Things Learned From Trying to Migrate To Protobuf V2 API from gogoprotobuf (So Far)

During the most recent LFX mentorship program’s iteration, I had the honor to work on trying to migrate to version 2 of the protobuf API from gogoprotobuf on the Thanos project with my one and only awesome mentee Rahul Sawra and another mentor Lucas Serven who is also a co-maintainer of Thanos. I wanted to share my technical learnings from this project.

LFX mentorship program’s logo

First of all, let’s quickly look at what protocol buffers are and what is the meaning of the different words in the jargon. Protocol buffers are a way of serializing data. It was first made by Google. It is a quite popular library that is used by Thanos really everywhere. Thanos also uses gRPC to talk between different components. gRPC is a remote procedure call framework. With it, your (micro-)services can implement methods that could be called by others.

Since both were made by Google originally, it is not surprising that gRPC is most commonly used with protocol buffers even though there is no critical dependency between them.

gogoprotobuf is a fork of the original protocol buffers compiler for Go that has (had?) some improvements over the old one. However, it comes not without some downsides. We’ve accumulated random hacks overtime to make generated code compile and work. For example, we edit import statements with sed. This looks like an opportunity for improving code generation tools – perhaps more checks are needed? What’s more, it turns the whole code generation into a “house of cards” – remove one small part and the whole thing crumbles. But, on the other hand, it is not surprising that an unmaintained tool has a bug here and there.

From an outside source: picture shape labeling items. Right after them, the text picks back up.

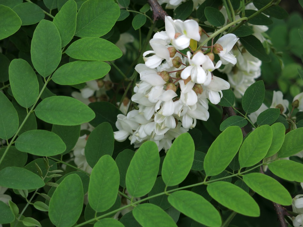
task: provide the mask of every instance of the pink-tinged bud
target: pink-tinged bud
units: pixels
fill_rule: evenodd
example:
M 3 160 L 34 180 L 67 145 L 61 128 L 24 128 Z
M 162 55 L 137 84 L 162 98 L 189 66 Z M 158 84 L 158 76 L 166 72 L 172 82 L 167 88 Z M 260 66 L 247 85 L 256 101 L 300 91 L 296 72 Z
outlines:
M 215 54 L 214 54 L 214 53 L 209 52 L 206 54 L 206 55 L 209 57 L 209 59 L 211 60 L 212 61 L 214 61 L 215 60 Z
M 284 111 L 284 107 L 282 104 L 278 104 L 276 106 L 275 108 L 280 109 L 280 113 L 282 114 L 283 113 L 283 111 Z
M 183 80 L 184 81 L 184 84 L 186 84 L 190 81 L 191 79 L 191 77 L 190 77 L 190 76 L 187 77 L 187 79 L 185 79 L 185 80 Z
M 157 74 L 162 77 L 163 80 L 165 82 L 168 82 L 169 80 L 169 74 L 167 71 L 164 70 L 161 72 L 158 72 Z
M 177 53 L 177 50 L 174 47 L 169 47 L 167 48 L 167 49 L 169 51 L 169 57 L 171 58 L 173 58 L 175 56 L 176 53 Z
M 192 88 L 192 90 L 197 95 L 198 94 L 201 94 L 203 92 L 203 88 L 201 84 L 195 84 Z
M 175 92 L 177 91 L 177 87 L 175 85 L 175 84 L 172 83 L 170 83 L 166 86 L 166 90 L 172 90 Z
M 182 64 L 181 63 L 182 62 L 182 61 L 180 57 L 177 56 L 172 60 L 171 62 L 172 63 L 172 65 L 174 66 L 174 67 L 178 68 Z
M 299 100 L 296 99 L 291 104 L 291 106 L 294 108 L 297 108 L 299 107 Z
M 176 33 L 175 34 L 175 38 L 176 39 L 178 37 L 181 35 L 181 34 L 180 32 L 178 32 L 178 33 Z
M 220 51 L 223 50 L 223 47 L 220 44 L 216 43 L 214 45 L 212 49 L 214 53 L 216 54 L 217 54 L 220 52 Z

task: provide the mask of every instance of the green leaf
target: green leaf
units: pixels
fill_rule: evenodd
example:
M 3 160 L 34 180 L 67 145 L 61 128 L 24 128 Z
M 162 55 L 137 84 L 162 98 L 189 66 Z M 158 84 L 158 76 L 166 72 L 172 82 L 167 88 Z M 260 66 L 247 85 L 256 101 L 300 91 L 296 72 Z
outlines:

Thanos started using gogoprotobuf at some time in the past. But, after some time it became unmaintained. At some point, the fine Vitess folk came up with their own protocol buffers compiler for the V2 API which has some nice optimizations that bring it up to par with the old gogoprotobuf performance. In addition, it has support for pooling memory on the unmarshaling side i.e. the receiver. The sender’s side still, unfortunately, cannot use pooling because gRPC SendMsg() method returns before the message gets on the wire. I feel like it’s a serious performance issue and I’m surprised that the gRPC developers still haven’t fixed this problem. This is the first learning that I wanted to share.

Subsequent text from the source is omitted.